The latest advance monthly retail sales report will be released on Wednesday morning by the U.S. Department of Commerce. Economists surveyed by Bloomberg estimate a 0.5% increase in retail sales for the month of February, an optimistic jump from the 0.2% dip from the previous month.
However, the upcoming report will not reflect the impact of the U.S. attacking Iran on Feb. 28, which spiked oil prices and sunk major stock indexes. “February is the eye of the hurricane,” said economist Andrew Zatlin of SouthBay Research. “We just got through one economic shock, the government shutdown, and now we’re in another one.”
Here are five things to look out for on Monday’s report.
1. Discretionary spending
While many consumers stayed home because of the harsh winter weather, February likely saw an increase in categories like e-commerce and some retail segments.

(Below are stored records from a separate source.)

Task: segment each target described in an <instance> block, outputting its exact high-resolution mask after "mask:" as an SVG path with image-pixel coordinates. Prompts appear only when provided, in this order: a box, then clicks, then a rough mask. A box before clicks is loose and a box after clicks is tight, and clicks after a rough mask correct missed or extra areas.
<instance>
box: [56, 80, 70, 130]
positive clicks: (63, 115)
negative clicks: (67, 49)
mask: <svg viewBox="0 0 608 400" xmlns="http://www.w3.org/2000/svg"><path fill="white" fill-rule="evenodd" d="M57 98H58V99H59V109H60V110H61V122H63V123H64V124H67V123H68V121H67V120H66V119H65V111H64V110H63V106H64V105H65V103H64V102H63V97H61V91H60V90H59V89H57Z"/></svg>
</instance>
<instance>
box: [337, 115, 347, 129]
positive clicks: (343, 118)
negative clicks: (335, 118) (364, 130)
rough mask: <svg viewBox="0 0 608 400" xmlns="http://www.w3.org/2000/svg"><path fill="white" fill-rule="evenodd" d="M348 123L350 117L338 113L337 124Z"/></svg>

Economists will also be tracking hobby-related industries like sporting goods, as well as electronics and online retailers to track discretionary spending. “Weather was really a non-issue because it was so poor in January that we’re going to have a snap back in the month of February,” said Stan Shipley, economist at Evercore ISI.
2. Home and auto spending will stay low
Some sectors, like clothing, are more likely to show recovery from delayed purchases. Others have likely not improved over one month. Motor vehicles and parts sales fell 0.9% in January, largely due to cold weather and may continue to remain constrained as lower-income consumers struggle with high prices and interest rates. Home related spending, like construction and furniture, are still under pressure as 30-year fixed mortgage rates hover over 6%, a significant increase from the lows around 3% during the COVID-19 Pandemic.
3. Tax refunds and wage gains
Tax refunds likely boosted confidence, and many states implemented wage hikes at the start of the year, boosting income especially for hourly workers. For many, those income gains only began to show up in paychecks by mid- to late January, making February the first full month of impact. Tax refunds on average are 10.9% higher than in 2025, according to the latest IRS filing data, largely based on tax cuts from President Donald Trump’s “One Big Beautiful Bill Act.”
“People are seeing more money in their pockets,” Zatlin said. “Not huge, but Americans will spend what they have.”
4. Uneven Recovery
Consumer spending contributes to 70% of the economy. In February, Americans earning $275,000 or more accounted for nearly 50% of all consumer spending, while lower- and middle income spending remained flat. Spending patterns continue to reflect a “K-shaped” economy. Higher-income households are driving much of the growth, supported by stock market gains before the War in Iran started. Lower-income consumers are more constrained and less likely to take advantage of stock market gains.
5. Consumer Confidence
Consumers spend based on what they earn, but also on what they expect to earn. Zatlin said a stronger-than-expected reading, particularly above the 0.5% consensus, could indicate that households are willing to spend beyond current income, signaling optimism about future economic conditions.
A weaker number below 0.5% may suggest continued caution. Consumer confidence rose to 56.6% in February, which is higher than in November and December of the previous year, according to the University of Michigan. However, confidence fell in March shortly after the war started, meaning February’s numbers may say less about where the economy is going than where it briefly was.